In [1]:
import numpy as np
import time

from env import Env
from dqn import DQN

In [2]:
# 这里我们定义多个游戏地图，后面可以使用不同的游戏地图观察agent的行为
def game_map_1(environment):
    environment.reset()
    environment.add_item('yellow_star', (3, 3), credit=1000, pickable=True)
    environment.add_item('yellow_star', (0, 7), credit=1000, pickable=True)
    environment.add_item('red_ball', (5, 6), terminal=True, label="Exit")

In [3]:
# set the environment
env = Env((8, 8), (160, 90), default_rewards=0)

In [4]:
# select a game
game_map_1(env)

In [5]:
for _ in range(1):
    action = env.action_space.sample()
    print(action)
    reward, next, end = env.step(action)
    print(reward, next, end)
    time.sleep(0.2)
    
env.reset()

N
0 (0, 0) False


In [6]:
# 下面两个函数将位置信息转换为状态信息
def location_one_hot(location, map_dimension):
    row, column = location
    total_rows, total_columns = map_dimension
    
    assert row < total_rows and column < total_columns
    
    # 将`行`和`列`合并为一个ID，后面用于`one hot`编码
    location_id = row * total_columns + column
    
    # `one hot`编码
    one_hot = [0] * (total_rows * total_columns)
    one_hot[location_id] = 1
    
    return one_hot

def location_multi_hot(locations, map_dimension):
    total_rows, total_columns = map_dimension
    one_hot = [0] * (total_rows * total_columns)
    
    for loc in locations:
        row, column = loc
        
        assert row < total_rows and column < total_columns
        
        # 将`行`和`列`合并为一个ID用于`one hot`编码
        location_id = row * total_columns + column
        one_hot[location_id] = 1
        
    return one_hot

# 下面函数将环境的全部信息转换成状态信息
def state_from_environment(environment):    
    # 环境地图大小
    dimension = (environment.map.n_rows, environment.map.n_columns)

    # agent状态信息
    agent_state = location_one_hot(environment.agent.at, dimension)

    star_locations = []
    exit_location = None
    for item in environment.map.all_items:        
        if item.pickable == True:
            star_locations.append(item.index)
        elif item.terminal == True:
            exit_location = item.index
        else:
            assert False, "Unknown item in the environment"
            
    # 必须给agent设置一个出口
    assert exit_location != None, "You must have a exit point for agent!"

    # 出口Exit状态信息
    exit_state = location_one_hot(exit_location, dimension)

    # 环境中星星的状态信息
    stars_state = location_multi_hot(star_locations, dimension)
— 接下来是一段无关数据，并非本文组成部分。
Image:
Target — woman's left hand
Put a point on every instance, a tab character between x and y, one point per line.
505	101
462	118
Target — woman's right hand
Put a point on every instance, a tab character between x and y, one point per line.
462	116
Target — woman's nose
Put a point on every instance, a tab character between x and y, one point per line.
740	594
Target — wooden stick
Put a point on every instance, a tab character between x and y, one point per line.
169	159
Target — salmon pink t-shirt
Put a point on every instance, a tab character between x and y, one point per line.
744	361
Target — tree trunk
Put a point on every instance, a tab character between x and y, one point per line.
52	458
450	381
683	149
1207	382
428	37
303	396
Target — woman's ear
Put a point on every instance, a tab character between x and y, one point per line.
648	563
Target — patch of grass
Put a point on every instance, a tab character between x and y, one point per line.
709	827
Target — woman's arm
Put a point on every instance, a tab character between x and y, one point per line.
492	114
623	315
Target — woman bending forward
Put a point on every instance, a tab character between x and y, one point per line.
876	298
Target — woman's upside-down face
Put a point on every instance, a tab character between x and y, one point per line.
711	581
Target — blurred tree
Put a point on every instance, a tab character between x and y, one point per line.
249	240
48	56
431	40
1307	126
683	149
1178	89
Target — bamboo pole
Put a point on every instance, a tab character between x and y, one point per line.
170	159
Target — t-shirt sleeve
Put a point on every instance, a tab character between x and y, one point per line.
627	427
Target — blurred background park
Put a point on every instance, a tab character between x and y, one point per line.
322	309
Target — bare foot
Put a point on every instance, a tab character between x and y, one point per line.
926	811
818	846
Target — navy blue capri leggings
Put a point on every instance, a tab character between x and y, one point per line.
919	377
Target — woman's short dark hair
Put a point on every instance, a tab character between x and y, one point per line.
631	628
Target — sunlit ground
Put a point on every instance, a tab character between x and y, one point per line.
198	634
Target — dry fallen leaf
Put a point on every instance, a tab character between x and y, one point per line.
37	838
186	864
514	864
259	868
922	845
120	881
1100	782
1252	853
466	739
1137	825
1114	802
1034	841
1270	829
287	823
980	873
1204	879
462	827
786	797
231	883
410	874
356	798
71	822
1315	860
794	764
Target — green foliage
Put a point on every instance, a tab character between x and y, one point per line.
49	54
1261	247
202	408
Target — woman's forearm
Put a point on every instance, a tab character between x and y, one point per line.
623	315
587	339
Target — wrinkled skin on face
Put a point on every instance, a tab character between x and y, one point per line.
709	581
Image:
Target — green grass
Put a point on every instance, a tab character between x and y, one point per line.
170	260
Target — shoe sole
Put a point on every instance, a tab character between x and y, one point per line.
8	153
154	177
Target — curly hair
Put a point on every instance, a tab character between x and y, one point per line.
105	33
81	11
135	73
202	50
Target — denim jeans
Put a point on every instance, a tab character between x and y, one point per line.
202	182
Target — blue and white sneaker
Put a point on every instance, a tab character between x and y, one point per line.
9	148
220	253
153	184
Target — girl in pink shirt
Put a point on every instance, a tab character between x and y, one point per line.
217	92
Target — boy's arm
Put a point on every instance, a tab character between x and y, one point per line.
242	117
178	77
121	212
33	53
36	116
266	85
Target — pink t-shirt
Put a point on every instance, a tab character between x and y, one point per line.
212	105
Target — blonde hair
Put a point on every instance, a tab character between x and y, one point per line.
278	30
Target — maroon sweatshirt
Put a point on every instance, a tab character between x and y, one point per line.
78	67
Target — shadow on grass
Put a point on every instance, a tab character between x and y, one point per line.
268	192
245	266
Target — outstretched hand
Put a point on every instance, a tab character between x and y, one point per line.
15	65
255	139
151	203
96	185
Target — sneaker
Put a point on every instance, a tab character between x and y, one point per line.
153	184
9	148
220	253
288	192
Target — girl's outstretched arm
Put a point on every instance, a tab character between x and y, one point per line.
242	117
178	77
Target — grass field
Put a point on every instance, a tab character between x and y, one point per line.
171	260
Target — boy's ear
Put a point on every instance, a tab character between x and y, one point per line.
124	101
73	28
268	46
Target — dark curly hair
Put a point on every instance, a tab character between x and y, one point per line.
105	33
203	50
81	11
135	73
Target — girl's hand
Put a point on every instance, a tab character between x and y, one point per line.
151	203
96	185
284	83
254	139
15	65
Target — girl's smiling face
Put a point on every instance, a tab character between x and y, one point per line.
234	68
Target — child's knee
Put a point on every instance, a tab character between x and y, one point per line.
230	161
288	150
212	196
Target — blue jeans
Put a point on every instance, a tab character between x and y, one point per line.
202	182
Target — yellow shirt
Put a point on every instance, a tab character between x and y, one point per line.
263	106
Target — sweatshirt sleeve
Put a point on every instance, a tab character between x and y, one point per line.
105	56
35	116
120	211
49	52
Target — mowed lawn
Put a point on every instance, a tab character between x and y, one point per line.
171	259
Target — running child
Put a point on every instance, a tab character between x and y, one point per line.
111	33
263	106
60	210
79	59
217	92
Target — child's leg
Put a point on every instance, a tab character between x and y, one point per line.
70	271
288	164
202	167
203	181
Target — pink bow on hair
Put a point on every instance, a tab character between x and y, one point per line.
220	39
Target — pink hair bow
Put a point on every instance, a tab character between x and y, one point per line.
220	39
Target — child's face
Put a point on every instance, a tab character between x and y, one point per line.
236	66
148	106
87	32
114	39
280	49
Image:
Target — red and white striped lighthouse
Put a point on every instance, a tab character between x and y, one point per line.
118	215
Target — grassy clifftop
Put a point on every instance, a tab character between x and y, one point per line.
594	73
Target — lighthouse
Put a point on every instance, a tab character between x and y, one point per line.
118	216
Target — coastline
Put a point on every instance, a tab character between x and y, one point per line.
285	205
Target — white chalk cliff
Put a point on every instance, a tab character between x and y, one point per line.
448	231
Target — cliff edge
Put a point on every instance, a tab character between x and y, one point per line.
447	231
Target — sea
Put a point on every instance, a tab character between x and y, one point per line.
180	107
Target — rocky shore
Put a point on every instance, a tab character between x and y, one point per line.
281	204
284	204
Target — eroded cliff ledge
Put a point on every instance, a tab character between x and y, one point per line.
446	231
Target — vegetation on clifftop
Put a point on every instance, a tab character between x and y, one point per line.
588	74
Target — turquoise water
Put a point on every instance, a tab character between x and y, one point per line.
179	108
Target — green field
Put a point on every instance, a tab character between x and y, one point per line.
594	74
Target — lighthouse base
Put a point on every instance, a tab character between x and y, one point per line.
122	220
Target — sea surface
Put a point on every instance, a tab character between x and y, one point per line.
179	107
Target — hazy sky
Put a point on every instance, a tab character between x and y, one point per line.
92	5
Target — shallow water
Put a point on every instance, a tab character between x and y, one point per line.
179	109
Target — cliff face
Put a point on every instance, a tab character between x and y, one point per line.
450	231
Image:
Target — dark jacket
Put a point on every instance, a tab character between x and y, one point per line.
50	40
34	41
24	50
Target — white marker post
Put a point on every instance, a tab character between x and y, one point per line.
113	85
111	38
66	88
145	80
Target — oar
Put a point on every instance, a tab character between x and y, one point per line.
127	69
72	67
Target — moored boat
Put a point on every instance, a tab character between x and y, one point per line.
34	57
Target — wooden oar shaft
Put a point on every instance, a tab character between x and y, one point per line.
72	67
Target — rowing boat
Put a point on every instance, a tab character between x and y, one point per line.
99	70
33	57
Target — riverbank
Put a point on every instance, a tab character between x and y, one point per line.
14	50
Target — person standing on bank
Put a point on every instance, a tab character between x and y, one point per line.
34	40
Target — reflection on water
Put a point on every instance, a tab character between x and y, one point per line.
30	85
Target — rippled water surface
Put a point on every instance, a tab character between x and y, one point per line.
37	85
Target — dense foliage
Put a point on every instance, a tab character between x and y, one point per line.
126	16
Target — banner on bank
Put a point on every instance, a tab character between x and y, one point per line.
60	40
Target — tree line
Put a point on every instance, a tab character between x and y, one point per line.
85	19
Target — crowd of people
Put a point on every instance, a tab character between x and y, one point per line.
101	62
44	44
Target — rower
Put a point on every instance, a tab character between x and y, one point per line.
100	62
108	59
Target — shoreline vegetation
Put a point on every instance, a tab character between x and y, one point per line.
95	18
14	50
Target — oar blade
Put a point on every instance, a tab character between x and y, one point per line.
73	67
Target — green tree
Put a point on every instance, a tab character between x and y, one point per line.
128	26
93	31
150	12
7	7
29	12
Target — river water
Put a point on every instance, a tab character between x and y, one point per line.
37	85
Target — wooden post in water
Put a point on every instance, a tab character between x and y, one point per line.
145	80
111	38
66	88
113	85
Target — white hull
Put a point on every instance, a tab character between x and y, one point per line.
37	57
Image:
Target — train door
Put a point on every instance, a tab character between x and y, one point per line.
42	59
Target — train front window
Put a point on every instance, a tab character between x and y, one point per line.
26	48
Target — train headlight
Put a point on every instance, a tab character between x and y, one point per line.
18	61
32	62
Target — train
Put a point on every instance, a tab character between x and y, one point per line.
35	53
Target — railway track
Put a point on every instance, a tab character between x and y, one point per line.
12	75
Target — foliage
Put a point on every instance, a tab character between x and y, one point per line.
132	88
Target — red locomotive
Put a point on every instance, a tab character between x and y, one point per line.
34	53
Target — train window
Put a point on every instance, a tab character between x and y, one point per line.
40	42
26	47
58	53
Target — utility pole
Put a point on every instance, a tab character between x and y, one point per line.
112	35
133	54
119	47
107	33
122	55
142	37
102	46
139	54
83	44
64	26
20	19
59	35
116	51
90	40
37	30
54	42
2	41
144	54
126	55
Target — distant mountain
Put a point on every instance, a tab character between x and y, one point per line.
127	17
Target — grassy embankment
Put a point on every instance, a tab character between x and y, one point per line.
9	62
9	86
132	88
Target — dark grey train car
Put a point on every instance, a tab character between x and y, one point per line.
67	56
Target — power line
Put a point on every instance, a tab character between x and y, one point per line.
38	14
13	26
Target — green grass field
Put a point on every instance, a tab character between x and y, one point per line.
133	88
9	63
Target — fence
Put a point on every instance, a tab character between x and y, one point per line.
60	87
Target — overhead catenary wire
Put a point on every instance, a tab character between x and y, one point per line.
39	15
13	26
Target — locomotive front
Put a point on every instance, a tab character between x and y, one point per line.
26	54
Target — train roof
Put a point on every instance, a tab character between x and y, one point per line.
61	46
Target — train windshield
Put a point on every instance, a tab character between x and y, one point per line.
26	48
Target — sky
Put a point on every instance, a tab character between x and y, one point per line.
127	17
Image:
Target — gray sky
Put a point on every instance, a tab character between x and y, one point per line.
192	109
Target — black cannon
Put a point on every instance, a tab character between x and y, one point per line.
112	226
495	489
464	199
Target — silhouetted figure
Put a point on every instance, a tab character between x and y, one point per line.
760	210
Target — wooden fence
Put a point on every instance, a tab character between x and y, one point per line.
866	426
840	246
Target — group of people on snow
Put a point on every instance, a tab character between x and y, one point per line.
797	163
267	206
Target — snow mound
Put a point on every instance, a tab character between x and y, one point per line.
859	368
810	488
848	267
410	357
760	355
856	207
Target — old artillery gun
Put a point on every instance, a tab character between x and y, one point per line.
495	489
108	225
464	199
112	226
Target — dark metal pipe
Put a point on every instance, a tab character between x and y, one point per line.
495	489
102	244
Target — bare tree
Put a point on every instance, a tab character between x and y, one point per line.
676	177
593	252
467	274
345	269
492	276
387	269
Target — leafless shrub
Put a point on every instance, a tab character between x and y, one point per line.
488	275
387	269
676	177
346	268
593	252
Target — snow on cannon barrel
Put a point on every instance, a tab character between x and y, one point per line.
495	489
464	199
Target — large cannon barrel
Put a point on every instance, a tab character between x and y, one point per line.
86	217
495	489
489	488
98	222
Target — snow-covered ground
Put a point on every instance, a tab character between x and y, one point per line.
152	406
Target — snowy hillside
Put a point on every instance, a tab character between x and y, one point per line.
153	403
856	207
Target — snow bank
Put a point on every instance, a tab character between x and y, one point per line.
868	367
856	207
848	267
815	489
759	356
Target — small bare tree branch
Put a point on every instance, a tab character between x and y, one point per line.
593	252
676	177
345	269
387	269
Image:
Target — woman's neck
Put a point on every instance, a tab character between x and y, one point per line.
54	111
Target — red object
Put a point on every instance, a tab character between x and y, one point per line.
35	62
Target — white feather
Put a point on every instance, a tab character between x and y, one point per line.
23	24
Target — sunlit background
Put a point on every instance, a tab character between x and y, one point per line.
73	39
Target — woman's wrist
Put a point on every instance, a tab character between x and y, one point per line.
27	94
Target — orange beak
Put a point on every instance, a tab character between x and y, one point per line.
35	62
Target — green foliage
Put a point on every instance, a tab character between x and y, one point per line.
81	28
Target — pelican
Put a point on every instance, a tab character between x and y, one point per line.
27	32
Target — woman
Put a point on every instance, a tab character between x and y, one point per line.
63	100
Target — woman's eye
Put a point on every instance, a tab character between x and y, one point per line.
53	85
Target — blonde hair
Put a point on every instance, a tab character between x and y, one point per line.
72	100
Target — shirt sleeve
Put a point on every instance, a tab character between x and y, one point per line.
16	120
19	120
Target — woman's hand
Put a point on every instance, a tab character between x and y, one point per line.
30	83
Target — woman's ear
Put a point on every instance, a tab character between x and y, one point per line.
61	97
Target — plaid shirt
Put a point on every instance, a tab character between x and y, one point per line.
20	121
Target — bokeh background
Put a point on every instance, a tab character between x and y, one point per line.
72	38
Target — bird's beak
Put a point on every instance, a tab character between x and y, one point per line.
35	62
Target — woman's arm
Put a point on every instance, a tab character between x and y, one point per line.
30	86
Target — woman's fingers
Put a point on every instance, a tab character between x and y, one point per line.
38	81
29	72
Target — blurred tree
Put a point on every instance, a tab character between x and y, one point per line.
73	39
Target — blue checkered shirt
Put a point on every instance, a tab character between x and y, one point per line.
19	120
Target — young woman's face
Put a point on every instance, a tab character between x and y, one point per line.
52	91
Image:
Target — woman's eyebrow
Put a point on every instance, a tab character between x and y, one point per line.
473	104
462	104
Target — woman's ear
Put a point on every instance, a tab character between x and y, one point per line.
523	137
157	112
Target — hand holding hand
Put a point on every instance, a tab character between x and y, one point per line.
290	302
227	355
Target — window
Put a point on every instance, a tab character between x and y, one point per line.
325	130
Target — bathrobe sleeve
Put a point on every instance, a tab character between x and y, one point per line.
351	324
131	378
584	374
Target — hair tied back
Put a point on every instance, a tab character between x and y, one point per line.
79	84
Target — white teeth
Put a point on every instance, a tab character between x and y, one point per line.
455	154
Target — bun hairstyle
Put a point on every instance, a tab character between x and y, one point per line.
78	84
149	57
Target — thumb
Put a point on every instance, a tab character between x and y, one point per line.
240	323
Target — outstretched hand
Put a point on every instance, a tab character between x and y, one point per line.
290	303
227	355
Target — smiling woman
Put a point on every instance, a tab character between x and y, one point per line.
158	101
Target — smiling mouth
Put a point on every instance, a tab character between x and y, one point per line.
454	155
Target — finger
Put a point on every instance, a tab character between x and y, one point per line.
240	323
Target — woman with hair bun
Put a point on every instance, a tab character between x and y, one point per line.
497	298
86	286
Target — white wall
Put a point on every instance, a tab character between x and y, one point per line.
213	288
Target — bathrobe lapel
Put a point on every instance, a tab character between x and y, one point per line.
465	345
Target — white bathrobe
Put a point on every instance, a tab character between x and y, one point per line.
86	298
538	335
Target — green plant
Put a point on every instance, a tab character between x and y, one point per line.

    n_items = len(environment.agent.bag_of_objects)

    # 返回所有信息的组合
    #return agent_state + exit_state + stars_state
    return [n_items] + agent_state + [environment.steps]

In [7]:
# hyperparameters
lr = 0.001
gamma = 0.7

training_episodes = 1

In [8]:
dqn = DQN(env.map.n_squares+2, env.action_space.n_actions, lr, gamma, experience_limit=4000)

In [9]:
# 调试信息
action_dict = env.action_space.dict_from_actions()
print(action_dict)
episode = 0

# 随机产生经验数据用于后面进行训练
while True:
    env.reset()
    env.show = False
    
    location = env.agent.at
    next_location = location
    
    # 获取初始状态
    state = state_from_environment(env)

    this_episode = []
    episode += 1
    
    end = False
    while end == False:
        # 随机选取一个动作
        action = env.action_space.sample()
        reward, next_location, end = env.step(action)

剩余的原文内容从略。